A study published in Nature Neuroscience suggests that the human language pathway in the brain is at least 25 million years old—20 million years older than previously suggested.
A crucial brain structure that controls language found only in humans and apes has now also been identified in monkeys, according to a new and controversial study. This would suggest that the origins of language appeared 25 million years earlier than previously thought.
A kind of neuroscientific fossil?
The discovery is of great importance, the researchers have revealed. For neuroscientists, this is analogous to identifying a fossil that sheds light on our evolutionary history. However, unlike bones, brains did not fossilize. Instead, neuroscientists need to figure out what the brains of common ancestors may have been like by examining brain scans of living primates and comparing them to human brains, hoping to get answers along the way.
“It is like finding a new fossil of a long-lost ancestor. It is also exciting that there may be an older origin yet to be discovered still,” explained Professor Chris Petkov from the Faculty of Medical Sciences, Newcastle University.
Studying the brains of various primates
The study, published in Nature Neuroscience, explains the process involved in studying the brains of various primates. Scientists conducted brain imaging studies and analysis of auditory regions and brain pathways in humans, apes, and monkeys.
The researchers found a segment of a language pathway in the human brain that connects the auditory cortex with frontal lobe regions, essential for processing speech and language.

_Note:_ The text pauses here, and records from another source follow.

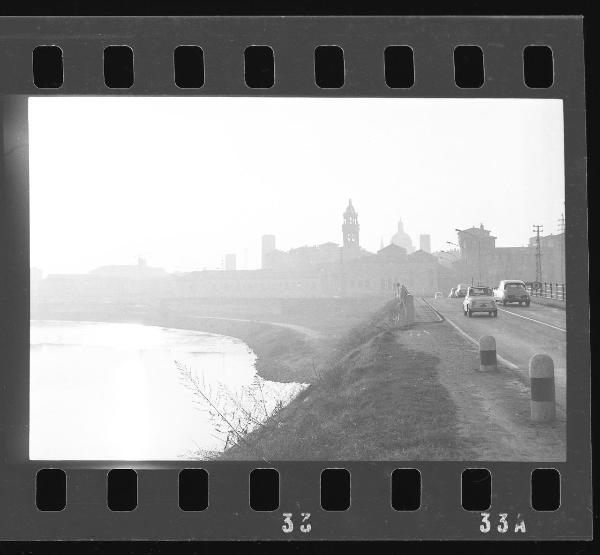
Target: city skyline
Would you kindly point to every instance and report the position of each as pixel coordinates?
(167, 194)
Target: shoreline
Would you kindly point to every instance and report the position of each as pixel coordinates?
(284, 353)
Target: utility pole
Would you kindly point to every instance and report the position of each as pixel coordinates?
(538, 253)
(561, 252)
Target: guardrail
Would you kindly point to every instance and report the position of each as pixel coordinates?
(547, 290)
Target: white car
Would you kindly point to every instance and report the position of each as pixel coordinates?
(512, 291)
(480, 299)
(461, 289)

The researchers note that although speech and language are unique to humans, the link via the auditory pathway in other primates represents an evolutionary basis in auditory cognition and vocal communication.
The human language pathway
“We predicted but could not know for sure whether the human language pathway may have had an evolutionary basis in the auditory system of nonhuman primates. I admit we were astounded to see a similar pathway hiding in plain sight within the auditory system of nonhuman primates,” explained Professor Petkov.

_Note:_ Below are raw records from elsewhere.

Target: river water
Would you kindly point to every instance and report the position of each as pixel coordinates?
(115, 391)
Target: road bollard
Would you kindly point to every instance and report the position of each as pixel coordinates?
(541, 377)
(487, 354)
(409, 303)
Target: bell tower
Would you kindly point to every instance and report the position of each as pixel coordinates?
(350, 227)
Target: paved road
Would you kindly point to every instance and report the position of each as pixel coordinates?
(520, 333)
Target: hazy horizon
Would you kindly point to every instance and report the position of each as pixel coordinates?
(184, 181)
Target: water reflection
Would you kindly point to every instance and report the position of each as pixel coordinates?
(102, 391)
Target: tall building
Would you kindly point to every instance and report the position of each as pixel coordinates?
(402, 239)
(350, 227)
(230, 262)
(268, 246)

The paper also sheds light on the remarkable shift in the human language pathway. Scientists found a key human unique difference: the human left side of this brain pathway appeared stronger, and the right side turned out to have diverged from the auditory evolutionary prototype to involve non-auditory parts of the brain.

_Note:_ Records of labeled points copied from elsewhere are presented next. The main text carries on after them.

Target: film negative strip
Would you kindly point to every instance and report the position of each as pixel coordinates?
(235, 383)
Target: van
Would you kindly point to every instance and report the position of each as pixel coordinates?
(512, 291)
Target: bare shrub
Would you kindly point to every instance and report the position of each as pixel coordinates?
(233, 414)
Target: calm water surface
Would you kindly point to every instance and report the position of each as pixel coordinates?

The study relied on brain scans from openly distributed resources by the global scientific community. It also created original new brain scans that are globally shared to inspire further research.
The auditory precursor to the human language could be even older
Also, since the authors predict that the auditory precursor to the human language pathway may be even older, the work inspires the neurobiological search for its earliest evolutionary origin—the next brain “fossil” — to be found in animals more distantly related to humans.
“This discovery has tremendous potential for understanding which aspects of human auditory cognition and language can be studied with animal models in ways impossible with humans and apes. The study has already inspired new research underway, including with neurology patients,” explained Professor Timothy Griffiths, a consultant neurologist at Newcastle University and one of the senior authors of the recently published study.